Tröstend ziehe ich auch den Großen auf meinen Schoß und drücke alle beide einmal ganz fest.
„Ich bin auch traurig. Und darum wollen wir noch weiter überlegen, ob wir das nicht anders hinkriegen können. Aber jetzt müssen wir vor allem unsere Köpfe hoch erheben und uns nicht die Laune verderben lassen. Was haltet ihr davon, wenn wir in den Wald gehen, uns ein paar Zweige holen und unser warmes und trockenes Häuschen ein bisschen schmücken, damit wir den Herrn Jesus so richtig feierlich begrüßen können unter unserem frisch gedeckten Dach?"
Jakob hüpft von meinem Schoß. Gesegnet dieses Kind, das nie lange traurig sein kann.
„So schmücken wie die Kirche? Das wird fein! Aber dann brauchen wir auch einen Stern!"
Ich bin so dankbar, dass er gleich drauf eingeht.

Von oben höre ich Geräusche.
„Vielleicht können wir uns einen Stern aus Zweigen flechten oder aus Stroh. Wir versuchen es einfach."
Mit diesen Worten kommt Hannes die Leiter herunter, stellt uns allen auffordernd die Holzklompen hin und greift nach unseren Mänteln. Er hält mir den Umhang hin und hilft mir hinein.
„Darf ich bitten, die Dame?"
Im nächsten Moment weiß ich nicht, wohin mit meiner Freude. Jakob hat Hannes sehr genau beobachtet. In dem Moment, wo der mir in den Umhang hilft, greift Jakob nach Susannas Umhang und legt ihn ihr galant um die Schultern. Dann ziehen sich auch die Männer warm an, ich nehme das Peterle aus seinem Kasten und binde ihn mir mit einem großen Tuch einfach vor den Bauch. So kann ich ihn besser warm halten.
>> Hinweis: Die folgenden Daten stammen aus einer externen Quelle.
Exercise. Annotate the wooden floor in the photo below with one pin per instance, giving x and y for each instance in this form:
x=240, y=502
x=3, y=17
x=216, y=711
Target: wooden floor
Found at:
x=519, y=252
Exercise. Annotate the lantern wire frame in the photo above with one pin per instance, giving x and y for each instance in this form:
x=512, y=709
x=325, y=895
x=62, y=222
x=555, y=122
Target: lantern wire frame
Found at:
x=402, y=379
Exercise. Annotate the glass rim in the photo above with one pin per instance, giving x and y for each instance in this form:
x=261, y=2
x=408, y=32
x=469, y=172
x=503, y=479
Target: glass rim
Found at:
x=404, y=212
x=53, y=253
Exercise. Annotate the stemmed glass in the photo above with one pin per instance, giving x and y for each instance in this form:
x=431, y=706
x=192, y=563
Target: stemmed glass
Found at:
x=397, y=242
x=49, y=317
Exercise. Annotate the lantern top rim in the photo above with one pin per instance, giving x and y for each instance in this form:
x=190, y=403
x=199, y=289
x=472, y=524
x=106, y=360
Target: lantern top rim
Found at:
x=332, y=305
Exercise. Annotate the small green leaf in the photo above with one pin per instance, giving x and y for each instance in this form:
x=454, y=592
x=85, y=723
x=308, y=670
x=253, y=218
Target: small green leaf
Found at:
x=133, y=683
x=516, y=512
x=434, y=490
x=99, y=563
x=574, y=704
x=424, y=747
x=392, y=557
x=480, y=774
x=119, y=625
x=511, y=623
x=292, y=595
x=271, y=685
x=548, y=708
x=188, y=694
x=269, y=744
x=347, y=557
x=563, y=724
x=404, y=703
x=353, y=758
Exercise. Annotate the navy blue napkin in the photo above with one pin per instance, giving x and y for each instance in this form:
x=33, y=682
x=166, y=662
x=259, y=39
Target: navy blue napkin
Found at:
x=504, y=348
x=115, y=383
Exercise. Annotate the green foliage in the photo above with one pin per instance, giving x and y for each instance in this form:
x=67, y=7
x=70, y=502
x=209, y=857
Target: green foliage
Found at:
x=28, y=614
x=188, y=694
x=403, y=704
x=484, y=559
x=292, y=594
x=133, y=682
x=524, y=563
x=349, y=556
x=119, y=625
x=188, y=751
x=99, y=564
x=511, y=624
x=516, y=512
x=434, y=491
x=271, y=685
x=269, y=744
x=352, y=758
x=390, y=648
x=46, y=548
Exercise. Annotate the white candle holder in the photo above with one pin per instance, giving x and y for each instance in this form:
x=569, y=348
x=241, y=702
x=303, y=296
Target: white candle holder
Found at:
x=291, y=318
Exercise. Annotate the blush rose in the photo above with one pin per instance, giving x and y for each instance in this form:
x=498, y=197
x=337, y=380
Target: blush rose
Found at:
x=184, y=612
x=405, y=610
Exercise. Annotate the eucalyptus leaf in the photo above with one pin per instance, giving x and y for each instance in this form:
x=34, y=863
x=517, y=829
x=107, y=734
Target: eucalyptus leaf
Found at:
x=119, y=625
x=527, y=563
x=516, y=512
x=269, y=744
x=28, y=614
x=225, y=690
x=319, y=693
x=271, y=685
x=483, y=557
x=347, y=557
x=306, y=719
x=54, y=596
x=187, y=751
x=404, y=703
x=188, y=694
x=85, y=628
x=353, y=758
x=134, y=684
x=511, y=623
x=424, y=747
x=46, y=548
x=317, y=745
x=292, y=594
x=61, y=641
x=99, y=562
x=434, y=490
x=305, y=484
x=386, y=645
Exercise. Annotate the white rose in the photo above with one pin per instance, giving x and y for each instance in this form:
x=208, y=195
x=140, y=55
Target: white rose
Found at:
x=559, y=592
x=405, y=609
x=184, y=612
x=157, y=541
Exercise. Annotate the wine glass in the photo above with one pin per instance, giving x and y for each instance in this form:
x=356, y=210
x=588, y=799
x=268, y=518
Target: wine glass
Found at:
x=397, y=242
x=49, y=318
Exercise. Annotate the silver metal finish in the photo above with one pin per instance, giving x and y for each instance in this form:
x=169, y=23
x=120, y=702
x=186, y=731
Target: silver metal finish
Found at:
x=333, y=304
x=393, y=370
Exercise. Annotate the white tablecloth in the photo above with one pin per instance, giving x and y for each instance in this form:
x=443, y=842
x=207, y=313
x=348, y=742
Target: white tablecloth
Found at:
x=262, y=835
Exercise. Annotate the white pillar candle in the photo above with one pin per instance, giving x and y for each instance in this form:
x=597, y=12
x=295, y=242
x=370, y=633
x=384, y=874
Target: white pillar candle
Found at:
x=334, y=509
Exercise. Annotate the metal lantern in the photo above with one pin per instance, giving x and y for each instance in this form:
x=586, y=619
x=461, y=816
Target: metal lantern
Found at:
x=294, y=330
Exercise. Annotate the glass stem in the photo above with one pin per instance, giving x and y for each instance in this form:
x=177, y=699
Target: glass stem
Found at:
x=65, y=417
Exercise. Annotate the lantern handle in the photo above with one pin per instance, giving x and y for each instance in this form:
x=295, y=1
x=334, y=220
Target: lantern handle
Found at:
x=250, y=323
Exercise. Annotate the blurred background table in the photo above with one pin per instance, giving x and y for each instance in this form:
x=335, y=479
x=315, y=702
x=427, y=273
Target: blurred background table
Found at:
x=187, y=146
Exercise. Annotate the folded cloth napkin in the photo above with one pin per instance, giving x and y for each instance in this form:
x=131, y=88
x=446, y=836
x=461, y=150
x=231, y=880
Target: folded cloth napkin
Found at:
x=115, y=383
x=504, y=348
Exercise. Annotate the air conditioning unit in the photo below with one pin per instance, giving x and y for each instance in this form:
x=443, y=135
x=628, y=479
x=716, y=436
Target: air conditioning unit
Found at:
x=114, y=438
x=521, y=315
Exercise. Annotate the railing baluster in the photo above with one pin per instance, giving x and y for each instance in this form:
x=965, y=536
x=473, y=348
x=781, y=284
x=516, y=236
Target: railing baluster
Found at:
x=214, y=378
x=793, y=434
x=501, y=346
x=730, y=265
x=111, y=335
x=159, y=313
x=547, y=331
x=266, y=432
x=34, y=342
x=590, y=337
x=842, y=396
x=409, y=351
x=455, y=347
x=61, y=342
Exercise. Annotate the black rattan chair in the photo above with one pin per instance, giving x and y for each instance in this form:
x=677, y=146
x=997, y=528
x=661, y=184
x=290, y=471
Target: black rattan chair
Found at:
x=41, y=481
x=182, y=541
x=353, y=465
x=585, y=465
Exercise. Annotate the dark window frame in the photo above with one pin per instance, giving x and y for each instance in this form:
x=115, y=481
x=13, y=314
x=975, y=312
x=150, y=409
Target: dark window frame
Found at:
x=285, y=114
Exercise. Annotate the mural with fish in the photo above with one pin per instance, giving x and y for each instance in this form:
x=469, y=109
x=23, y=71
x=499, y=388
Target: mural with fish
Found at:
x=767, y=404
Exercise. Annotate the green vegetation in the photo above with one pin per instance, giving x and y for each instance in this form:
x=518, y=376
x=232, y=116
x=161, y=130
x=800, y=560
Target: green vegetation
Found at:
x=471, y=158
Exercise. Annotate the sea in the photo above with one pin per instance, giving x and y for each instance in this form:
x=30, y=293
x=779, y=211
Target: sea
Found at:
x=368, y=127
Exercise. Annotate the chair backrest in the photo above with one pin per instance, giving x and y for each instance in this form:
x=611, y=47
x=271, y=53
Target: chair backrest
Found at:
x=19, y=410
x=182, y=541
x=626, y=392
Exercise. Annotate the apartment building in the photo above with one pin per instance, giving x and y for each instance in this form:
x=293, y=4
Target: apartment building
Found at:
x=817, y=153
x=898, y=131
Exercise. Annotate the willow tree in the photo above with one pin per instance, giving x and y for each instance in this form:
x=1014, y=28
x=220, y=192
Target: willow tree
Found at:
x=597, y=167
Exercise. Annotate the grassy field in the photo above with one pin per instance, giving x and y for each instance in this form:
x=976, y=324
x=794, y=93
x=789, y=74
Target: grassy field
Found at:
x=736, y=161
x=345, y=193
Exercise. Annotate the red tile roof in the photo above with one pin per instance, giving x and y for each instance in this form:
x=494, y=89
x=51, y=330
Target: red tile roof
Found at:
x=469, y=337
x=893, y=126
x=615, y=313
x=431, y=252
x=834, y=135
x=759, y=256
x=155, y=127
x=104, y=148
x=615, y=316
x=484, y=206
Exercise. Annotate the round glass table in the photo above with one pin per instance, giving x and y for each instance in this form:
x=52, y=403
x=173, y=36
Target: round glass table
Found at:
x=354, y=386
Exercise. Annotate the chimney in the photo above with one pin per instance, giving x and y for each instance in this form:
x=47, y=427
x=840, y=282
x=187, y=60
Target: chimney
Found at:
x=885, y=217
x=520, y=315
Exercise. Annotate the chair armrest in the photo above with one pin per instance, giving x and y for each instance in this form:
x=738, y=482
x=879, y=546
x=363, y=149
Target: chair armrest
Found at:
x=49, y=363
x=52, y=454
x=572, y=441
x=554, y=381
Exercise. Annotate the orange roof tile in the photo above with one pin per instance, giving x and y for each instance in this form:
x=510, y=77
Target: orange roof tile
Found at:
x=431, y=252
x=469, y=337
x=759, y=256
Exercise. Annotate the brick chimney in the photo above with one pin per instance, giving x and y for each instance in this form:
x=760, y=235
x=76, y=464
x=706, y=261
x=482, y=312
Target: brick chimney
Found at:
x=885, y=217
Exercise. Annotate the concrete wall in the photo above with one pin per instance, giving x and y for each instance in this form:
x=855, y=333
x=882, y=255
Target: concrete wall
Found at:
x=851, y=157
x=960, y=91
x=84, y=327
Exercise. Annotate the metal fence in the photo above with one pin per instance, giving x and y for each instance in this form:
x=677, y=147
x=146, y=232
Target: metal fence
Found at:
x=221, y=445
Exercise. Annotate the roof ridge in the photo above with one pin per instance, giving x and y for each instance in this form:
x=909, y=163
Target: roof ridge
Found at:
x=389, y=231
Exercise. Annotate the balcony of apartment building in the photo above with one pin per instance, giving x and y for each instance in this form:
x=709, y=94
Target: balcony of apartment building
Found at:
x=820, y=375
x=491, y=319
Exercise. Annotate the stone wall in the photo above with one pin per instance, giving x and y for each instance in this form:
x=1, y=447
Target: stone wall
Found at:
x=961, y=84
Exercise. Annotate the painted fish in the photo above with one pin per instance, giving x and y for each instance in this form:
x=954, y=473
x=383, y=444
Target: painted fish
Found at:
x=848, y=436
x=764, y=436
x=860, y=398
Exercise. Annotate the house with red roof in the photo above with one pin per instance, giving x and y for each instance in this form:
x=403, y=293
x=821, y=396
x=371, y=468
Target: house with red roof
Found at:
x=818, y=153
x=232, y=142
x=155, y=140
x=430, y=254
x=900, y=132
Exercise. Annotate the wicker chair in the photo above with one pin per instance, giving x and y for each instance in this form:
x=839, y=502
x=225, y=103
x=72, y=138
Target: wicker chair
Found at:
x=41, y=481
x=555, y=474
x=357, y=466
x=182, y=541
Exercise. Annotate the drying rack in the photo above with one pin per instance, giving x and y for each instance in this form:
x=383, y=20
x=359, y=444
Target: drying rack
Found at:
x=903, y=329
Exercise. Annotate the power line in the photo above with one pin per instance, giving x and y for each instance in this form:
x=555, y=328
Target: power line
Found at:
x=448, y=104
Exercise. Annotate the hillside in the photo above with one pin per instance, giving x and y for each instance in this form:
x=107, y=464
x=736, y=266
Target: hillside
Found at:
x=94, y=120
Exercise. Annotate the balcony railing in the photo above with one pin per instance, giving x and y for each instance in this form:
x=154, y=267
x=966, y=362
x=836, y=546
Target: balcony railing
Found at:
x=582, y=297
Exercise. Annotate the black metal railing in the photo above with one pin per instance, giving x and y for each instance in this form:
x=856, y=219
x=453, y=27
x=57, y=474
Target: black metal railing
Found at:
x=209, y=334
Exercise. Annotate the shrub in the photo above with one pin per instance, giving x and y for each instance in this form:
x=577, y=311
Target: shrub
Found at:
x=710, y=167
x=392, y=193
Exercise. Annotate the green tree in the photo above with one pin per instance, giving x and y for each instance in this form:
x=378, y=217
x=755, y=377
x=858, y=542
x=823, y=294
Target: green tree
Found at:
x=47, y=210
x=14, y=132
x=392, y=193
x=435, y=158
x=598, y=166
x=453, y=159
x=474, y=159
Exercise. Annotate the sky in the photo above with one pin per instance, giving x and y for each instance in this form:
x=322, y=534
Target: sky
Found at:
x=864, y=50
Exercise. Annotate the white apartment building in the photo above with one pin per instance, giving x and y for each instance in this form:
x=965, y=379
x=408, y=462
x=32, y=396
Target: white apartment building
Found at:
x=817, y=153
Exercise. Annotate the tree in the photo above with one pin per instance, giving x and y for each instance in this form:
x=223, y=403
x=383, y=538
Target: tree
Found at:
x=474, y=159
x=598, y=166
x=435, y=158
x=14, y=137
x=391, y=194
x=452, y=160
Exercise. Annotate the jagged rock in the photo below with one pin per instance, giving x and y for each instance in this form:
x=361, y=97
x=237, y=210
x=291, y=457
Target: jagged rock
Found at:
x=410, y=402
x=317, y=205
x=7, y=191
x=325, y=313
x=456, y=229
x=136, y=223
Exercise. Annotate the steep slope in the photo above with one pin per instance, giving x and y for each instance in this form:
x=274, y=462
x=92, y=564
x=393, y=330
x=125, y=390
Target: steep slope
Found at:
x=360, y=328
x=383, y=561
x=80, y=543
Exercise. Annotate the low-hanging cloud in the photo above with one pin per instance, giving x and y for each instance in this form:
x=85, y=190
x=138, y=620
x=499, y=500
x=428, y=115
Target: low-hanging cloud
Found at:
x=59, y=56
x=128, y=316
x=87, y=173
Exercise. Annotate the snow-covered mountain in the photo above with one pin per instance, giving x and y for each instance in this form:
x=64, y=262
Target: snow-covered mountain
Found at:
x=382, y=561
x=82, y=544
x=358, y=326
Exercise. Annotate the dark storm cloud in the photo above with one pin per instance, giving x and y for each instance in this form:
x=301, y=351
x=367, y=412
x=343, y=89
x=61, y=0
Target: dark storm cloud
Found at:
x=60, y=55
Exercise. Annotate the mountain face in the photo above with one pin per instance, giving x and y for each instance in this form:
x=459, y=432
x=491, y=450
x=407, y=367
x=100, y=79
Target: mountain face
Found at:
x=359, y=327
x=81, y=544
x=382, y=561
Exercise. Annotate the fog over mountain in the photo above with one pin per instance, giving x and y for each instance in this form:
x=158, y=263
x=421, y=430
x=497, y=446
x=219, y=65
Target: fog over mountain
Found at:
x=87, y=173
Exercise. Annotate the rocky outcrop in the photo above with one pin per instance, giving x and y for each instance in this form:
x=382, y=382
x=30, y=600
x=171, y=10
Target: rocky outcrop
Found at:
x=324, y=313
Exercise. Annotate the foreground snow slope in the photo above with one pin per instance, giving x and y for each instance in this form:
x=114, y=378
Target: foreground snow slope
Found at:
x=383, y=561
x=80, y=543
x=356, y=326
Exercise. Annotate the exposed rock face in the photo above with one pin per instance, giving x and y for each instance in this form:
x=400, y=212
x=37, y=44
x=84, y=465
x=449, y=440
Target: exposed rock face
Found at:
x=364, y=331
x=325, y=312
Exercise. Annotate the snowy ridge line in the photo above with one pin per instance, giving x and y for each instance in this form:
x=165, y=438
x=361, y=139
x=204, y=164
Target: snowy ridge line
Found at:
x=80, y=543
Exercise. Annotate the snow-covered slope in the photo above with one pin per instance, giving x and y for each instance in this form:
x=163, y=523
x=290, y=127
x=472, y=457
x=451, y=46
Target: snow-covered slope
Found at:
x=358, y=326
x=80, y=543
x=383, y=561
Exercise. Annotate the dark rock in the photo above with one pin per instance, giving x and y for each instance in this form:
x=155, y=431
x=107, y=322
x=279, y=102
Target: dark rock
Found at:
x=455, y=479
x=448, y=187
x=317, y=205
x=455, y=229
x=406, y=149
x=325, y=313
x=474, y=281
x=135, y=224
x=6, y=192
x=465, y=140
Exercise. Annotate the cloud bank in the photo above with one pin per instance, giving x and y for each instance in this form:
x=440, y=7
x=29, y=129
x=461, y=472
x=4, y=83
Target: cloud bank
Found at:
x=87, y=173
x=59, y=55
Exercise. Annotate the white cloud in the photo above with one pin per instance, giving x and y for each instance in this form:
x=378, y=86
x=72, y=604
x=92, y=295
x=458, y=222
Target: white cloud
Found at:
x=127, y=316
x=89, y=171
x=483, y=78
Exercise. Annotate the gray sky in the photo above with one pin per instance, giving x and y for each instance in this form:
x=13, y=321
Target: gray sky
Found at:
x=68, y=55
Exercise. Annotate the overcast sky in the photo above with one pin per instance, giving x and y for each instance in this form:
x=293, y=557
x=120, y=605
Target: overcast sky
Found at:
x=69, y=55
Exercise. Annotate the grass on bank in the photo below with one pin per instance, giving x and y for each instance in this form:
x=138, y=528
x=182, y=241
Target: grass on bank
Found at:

Hannes greift ein paar Seile, ein kleines Beil und sein scharfes Messer aus dem Werkzeugschrank.
„Jakob, willst du auch dein neues Schnitzmesser mitnehmen?"
Jakob greift stolz sein Messer, und dann ziehen wir los. Fröhlich singend laufen wir immer weiter in den Wald hinein, bis wir zur Rhuma kommen. Dort schneiden wir biegsame Weidenzweige und einige Bündel Schilf. Susanna hat ein paar Kiefernzapfen am Wegrand gefunden, und Jakob schneidet mit sehr ernsthafter Miene ein paar Zweige von einer Fichte ab.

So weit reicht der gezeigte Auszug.